This is what I have to far...
Let $f(x)=g \implies gcd(x,k)=g$
We can then write, $ax+bk=g$
Let $f(y)=h \implies gcd(y,k)=h$
We can write, $cy+dk=h$
Multiplying, $(ax+bk)(cy+dk)=gh$
$\implies axcy+axdk+cybk+bdkk=gh$
$\implies acxy+k(adx+cby+bdk)=gh$
Let $r=ac$ and $s=adx+cby+bdk$
$\implies rxy+sk=gh$
Thus, $gcd(xy,k)=gh$
$\implies f(xy)=f(x) \cdot f(y)$
Hence, $f(n)=gcd(n,k)$ is multiplicative.
I was just wondering if this looked good...

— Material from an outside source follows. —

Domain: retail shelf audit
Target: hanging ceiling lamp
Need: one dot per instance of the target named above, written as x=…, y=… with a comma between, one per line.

Note that for $x,y \in \mathbb{Z}$ if we have $ax + by = c$ for $a,b \in \mathbb{Z}$ we cannot conclude that $\gcd(x,y) = c$, rather we can say that $\gcd(x,y) | c$. Thus in your proof we have $\gcd(xy,k) | gh$. Clearly we have $g | \gcd(xy,k)$ and $h | \gcd(xy,k)$. Let $\gcd(g,h) = l$. Then $l | g$ and $l | h$. Since $g | x$ and $h | y$ we have $l | x$ and $l | y$ so $l | \gcd(x,y) = 1$ thus $l = 1$. Therefore $gh | \gcd(xy,k)$ and since $\gcd(xy,k) | gh$ we can now conclude that $gh = \gcd(xy,k)$ so $f(xy) = f(x)f(y)$.